Titan Salvage has safely removed the partially submerged Washington Gantry crane and other navigational hazards from Port-au-Prince, Haiti for the U.S. Transportation Command (USTRANSCOM). The company's work helped to re-establish port infrastructure and significantly increase the volume of marine cargo into Haiti following the devastating earthquake in January.
The largest and most hazardous obstruction removed was a 300-metric ton gantry crane, which was partially submerged and listing towards the harbor at approximately 15 degrees, blocking access to the northern dock. Using oxy/acetylene torches and a 300-ton capacity crane barge, under contract with Resolve Marine Group, Titan removed the crane piece by piece from the collapsed pier. Large pieces were landed on shore and then cut into smaller, truck-able pieces. A local Haiti company handled the processing and sale of the scrap metal.

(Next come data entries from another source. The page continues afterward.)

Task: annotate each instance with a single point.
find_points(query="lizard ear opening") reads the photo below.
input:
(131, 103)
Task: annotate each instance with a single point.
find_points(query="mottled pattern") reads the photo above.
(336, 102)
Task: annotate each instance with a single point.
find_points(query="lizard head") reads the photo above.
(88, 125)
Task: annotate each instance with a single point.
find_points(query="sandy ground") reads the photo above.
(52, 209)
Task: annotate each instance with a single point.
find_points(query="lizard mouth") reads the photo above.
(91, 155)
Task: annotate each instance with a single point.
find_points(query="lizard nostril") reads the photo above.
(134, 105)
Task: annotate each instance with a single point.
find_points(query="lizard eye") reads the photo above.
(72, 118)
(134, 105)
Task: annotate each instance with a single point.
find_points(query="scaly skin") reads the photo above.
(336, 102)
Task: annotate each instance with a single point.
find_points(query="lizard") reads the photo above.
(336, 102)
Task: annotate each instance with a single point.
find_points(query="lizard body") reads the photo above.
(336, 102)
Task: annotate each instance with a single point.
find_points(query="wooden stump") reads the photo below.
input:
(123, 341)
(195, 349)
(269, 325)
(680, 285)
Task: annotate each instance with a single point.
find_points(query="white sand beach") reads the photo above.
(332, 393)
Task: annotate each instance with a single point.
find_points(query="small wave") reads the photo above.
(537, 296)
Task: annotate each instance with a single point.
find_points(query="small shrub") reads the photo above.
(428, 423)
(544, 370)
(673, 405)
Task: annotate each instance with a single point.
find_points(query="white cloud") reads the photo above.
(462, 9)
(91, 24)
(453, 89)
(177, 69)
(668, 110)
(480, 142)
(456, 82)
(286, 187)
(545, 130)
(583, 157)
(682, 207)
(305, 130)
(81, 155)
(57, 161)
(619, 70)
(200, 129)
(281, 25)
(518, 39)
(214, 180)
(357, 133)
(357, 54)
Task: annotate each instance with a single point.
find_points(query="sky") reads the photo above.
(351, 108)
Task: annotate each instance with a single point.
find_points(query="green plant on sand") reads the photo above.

Also included in the port recovery effort was the removal of submerged debris deemed a hazard to navigation. This included debris from an 800-ft area, along the 1,400-ft concrete northern dock, which had collapsed and become submerged in the harbor. Sunken containers, a 79-ton container reach-stacker, a tractor-trailer with 40-ft chassis, miscellaneous vehicles and several of the actual two-ft by two-ft concrete dock pilings were removed. Titan recovered an average of 32 tons of debris per day throughout the project with the heaviest piece weighing in at 80 tons.
This effort was undertaken in order to install two 400-ft-long by 100-ft-wide deck barges, which are now functioning as temporary floating piers, allowing for the efficient handling and delivery of humanitarian and reconstruction supplies to the people of Haiti. While debris was being removed along the north pier to provide a mooring site for the Crowley barge ATKA, a second Titan team, supported by the crane barge MB1215, under contract with Associated Marine Salvage, worked to prepare a second floating pier site for the Crowley barge 410 just north of the heavily damaged south pier.
The team installed piles and rock fill in order to safely moor each barge in place and provide a stable landing site for 300-ton capacity roll-on, roll-off ramps, which would also provide access for container trucks from the barges to the shore.
Titan became involved in the Haiti relief efforts soon after the earthquake in January.
A Titan survey team first conducted an extensive survey of the port to map out navigable routes into the port and to determine what underwater obstacles needed to be removed to allow cargo to enter the country directly via vessel. The company also determined that a cargo lightering operation was possible in Port-au-Prince whereby a Crowley containership could transfer full container loads to a smaller vessel offshore and deliver that cargo over a beach.
Since then, Crowley has delivered more than 1,500 containers of relief cargo using both the cargo lightering and barge transfer method. Other carriers have also had access to this barge transfer delivery method, making it possible to deliver much-needed supplies to the people of Haiti.